Was the TANF Welfare Program’s Response to the Great Recession Adequate?

“It is fortunate that a major feature of American social policy is a series of programs, often referred to as the safety net, that are designed to provide people with cash and other benefits when they fall on hard times—which they are more likely to do during a recession,” write the authors of a new report on the response of the Temporary Assistance for Needy Families (TANF) program—the major federal welfare program that replaced Aid to Families with Dependent Children (AFDC) in 1996—to the Great Recession that lasted from December 2007 to June 2009.

In their report, “The Responsiveness of the Temporary Assistance for Needy Families Program during the Great Recession,” Ron Haskins, Vicky Albert, and Kimberly Howard write that “All in all, we conclude that the American system of balancing work requirements and welfare benefits worked fairly well, even during the most severe recession since the Depression of the 1930s.”
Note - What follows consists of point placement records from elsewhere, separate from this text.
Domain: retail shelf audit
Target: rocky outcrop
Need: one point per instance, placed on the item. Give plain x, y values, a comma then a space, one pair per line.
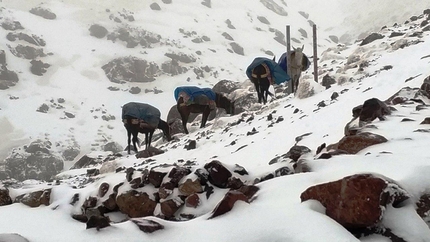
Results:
35, 162
4, 196
130, 69
357, 201
35, 199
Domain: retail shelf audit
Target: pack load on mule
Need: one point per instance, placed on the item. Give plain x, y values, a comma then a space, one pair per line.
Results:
298, 62
196, 95
264, 72
142, 118
192, 99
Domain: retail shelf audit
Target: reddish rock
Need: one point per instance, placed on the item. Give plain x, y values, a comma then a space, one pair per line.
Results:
423, 206
426, 121
110, 203
4, 197
151, 151
35, 199
136, 182
136, 204
104, 187
228, 202
98, 222
147, 225
372, 109
356, 201
249, 191
90, 202
177, 173
190, 187
156, 177
169, 207
192, 201
354, 143
166, 189
218, 174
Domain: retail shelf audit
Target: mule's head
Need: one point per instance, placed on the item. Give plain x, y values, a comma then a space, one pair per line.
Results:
165, 127
224, 102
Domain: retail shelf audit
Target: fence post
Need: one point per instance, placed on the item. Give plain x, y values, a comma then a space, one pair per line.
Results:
314, 30
291, 84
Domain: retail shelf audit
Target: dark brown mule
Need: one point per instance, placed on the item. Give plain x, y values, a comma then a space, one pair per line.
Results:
185, 110
260, 76
135, 126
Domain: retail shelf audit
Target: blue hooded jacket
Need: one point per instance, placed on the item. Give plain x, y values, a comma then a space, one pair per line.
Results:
278, 74
193, 91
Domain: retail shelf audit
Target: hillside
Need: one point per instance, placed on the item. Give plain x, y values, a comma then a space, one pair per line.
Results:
67, 103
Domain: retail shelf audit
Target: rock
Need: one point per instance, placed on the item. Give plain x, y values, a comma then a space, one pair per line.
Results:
169, 207
373, 108
98, 31
372, 37
136, 204
228, 202
35, 199
12, 237
218, 174
130, 69
354, 143
327, 81
98, 222
156, 177
147, 225
357, 201
297, 151
39, 165
38, 68
44, 13
5, 199
192, 201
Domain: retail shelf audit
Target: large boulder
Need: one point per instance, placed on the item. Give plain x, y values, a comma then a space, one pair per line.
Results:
136, 204
4, 196
130, 69
35, 199
357, 201
36, 162
7, 78
352, 144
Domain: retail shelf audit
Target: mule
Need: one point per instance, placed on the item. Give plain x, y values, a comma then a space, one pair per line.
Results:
142, 118
200, 106
261, 78
298, 63
264, 72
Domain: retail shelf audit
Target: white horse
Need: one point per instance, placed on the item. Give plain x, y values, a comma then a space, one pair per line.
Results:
297, 64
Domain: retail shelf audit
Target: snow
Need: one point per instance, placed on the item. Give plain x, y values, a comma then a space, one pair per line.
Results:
277, 213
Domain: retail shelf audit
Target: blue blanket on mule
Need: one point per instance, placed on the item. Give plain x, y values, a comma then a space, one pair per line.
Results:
278, 74
142, 111
193, 91
282, 62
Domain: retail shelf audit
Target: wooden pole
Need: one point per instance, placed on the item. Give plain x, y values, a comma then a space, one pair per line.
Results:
291, 85
314, 30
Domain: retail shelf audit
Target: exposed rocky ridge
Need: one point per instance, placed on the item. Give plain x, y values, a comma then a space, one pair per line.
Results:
135, 178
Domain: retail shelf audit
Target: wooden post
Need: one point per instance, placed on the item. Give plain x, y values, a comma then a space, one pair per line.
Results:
291, 84
314, 30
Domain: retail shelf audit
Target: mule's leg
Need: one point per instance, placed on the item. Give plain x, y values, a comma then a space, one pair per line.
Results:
257, 88
128, 139
135, 140
184, 112
205, 116
147, 141
150, 138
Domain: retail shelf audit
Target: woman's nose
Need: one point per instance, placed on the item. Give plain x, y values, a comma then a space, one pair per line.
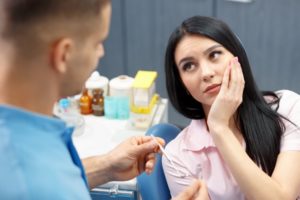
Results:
207, 73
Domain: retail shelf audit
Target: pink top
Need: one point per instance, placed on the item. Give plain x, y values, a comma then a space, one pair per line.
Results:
194, 153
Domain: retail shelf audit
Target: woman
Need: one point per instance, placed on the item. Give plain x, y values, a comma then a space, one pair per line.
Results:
242, 142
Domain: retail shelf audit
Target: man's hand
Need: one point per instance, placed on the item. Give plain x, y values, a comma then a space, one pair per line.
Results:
196, 191
132, 157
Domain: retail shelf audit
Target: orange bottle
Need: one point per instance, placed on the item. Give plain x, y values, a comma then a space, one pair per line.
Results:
85, 103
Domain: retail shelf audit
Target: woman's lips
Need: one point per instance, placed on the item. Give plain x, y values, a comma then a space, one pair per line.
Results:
212, 88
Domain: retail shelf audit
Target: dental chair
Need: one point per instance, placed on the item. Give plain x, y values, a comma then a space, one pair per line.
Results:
154, 186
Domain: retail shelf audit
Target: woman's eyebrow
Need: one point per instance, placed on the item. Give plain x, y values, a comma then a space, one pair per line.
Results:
204, 53
184, 60
211, 48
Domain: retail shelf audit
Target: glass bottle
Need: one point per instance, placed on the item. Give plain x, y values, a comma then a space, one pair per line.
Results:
98, 102
85, 102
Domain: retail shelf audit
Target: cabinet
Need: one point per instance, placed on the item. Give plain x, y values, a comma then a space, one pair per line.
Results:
268, 30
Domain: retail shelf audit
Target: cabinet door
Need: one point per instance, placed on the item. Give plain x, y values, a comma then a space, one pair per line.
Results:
113, 62
149, 24
270, 32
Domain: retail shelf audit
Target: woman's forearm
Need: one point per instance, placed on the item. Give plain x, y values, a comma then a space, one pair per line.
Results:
252, 180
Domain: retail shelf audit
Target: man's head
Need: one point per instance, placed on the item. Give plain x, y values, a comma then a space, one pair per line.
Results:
62, 38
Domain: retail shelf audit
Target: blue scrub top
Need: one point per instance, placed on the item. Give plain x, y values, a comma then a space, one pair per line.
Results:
37, 158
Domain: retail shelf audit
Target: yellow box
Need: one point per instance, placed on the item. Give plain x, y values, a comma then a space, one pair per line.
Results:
144, 88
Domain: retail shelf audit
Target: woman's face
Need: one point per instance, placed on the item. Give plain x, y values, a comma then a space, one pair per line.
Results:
201, 63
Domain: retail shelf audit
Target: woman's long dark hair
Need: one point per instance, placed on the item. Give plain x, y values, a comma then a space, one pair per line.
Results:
260, 125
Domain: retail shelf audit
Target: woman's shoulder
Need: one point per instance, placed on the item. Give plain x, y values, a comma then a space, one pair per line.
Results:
180, 140
289, 102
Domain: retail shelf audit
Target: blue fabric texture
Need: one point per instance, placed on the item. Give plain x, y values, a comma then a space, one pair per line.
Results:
37, 158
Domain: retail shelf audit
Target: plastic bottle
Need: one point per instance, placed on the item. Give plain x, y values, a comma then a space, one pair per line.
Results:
96, 81
85, 102
98, 102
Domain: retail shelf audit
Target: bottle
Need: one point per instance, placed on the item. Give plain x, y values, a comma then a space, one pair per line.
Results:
98, 102
85, 102
96, 81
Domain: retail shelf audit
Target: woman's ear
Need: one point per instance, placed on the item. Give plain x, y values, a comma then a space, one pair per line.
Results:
61, 53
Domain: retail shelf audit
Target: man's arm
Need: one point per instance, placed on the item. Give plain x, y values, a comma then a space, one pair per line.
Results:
129, 159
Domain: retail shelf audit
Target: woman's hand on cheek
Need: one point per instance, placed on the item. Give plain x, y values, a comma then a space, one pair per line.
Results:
229, 97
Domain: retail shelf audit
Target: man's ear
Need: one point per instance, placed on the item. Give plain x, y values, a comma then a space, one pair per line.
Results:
60, 54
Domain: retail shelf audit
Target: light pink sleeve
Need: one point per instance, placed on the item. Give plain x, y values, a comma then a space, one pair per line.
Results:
290, 108
177, 181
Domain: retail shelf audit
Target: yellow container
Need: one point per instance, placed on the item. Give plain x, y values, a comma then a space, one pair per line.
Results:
144, 89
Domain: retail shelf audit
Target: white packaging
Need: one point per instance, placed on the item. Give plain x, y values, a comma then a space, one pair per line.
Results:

Their report is based on three studies: (1) an examination of the changes in the TANF rolls compared to changes in AFDC rolls during previous recessions, plus changes in TANF rolls in relation to rising unemployment state-by-state; (2) a review of data on single mothers’ likelihood to receive TANF benefits during the 2001 and 2007 recessions, their receipt of other program benefits, and what actions single mothers took to deal with the recession; and (3) interviews with 44 directors of state TANF programs to determine their state’s response.

“An important question” noted by the authors at the outset “is whether the response of the nation’s safety net program in general and the TANF program in particular was commensurate with the challenge posed by the huge level of unemployment during and following the Great Recession.”

Some Results of the TANF Study

Haskins, Albert, and Howard arrived at a number of conclusions from the TANF/AFDC study, including:

  • TANF rolls increased more in the 2001 recession and the 2007 Great Recession than did AFDC during previous, pre-welfare reform (1996) recessions.
  • The increase in TANF rolls was greater during the period of rising unemployment in each state, which did not coincide exactly with the dates of the Great Recession, than during the official recession period nationally.
  • The “nation’s safety net as a whole performed well during the Great Recession and prevented millions of people from falling into poverty.”

“The nation experienced 51 different recessions and 51 different responses by the TANF program to the recession,” they write. “But the key point is that measuring the rise of the TANF caseload in response to the unique increase in unemployment in each state reveals TANF to have been more responsive to the recession.”

Some Results of the Single Mothers Study

  • Compared with the 1990 recession before welfare reform, “single mothers were less likely to receive benefits from the TANF program during the 2001 and 2007 recessions.”
  • Single mothers were more likely to receive other “safety net” help such as Unemployment Compensation, Supplemental Nutrition Assistance Program (formerly food stamps), Supplemental Security Income, the Earned Income Tax Credit, and child care, school lunch and breakfast, and other benefits for their children.
  • In all the 1990, 2001, and 2007 recessions, “single mothers took action on their own” by finding jobs, living with family, and other ways to “weather the recession.”
  • Based on income, “poverty among single mothers and their children was lower during the Great Recession than during the recession of 1990.”

Given the array of available benefits, the authors conclude that:

a mother with two children earning even as little as $11,000 per year could and still can escape poverty, as measured by income that includes non-cash benefits and tax credits, because of the generosity of these benefits. In our view, the combination of strong work requirements and generous work support benefits is a reasonable policy, despite the fact that fewer mothers receive TANF now than in the past.

Some Results of the TANF Directors Study

“Arguably the people who know the most about the goals and operation of state TANF programs and how the programs responded to the recession are the state TANF directors,” write Haskins, Albert, and Howard. “They were, after all, the point persons for state TANF programs before and during the Great Recession. Interviews with TANF directors can provide an insider’s view of the TANF issues that we have so far analyzed from the outside.” Some of their conclusions from these interviews include:

  • Most states did not struggle to pay for growing TANF rolls during the Great Recession.
  • Most state directors considered their state’s response to the recession “as adequate or better.”
  • The directors had suggestions for improving the TANF program, including having more flexibility in work participation rates, gaining access to the Contingency Fund, and placing greater emphasis on job training.

Some Policy Recommendations

Although the authors believe that the TANF program worked well, especially in conjunction with other safety net programs, they suggest some potential reforms:

  • TANF allows vocational training to count toward states fulfilling their work requirement, but only a maximum of 30 percent of the work requirement can be fulfilled by TANF recipients in education or training. In times of high unemployment, Congress could raise the percentage limit from 30 to 40 or even 50 percent when unemployment reaches some specified level in the state, given that most experts believe the unemployed should expand their skills through job training during recessions.
  • Congress should consider changing the 12-week limit on job search during periods of high unemployment to as much as six months, given that the average period of search before finding a job increases sharply during periods of high unemployment.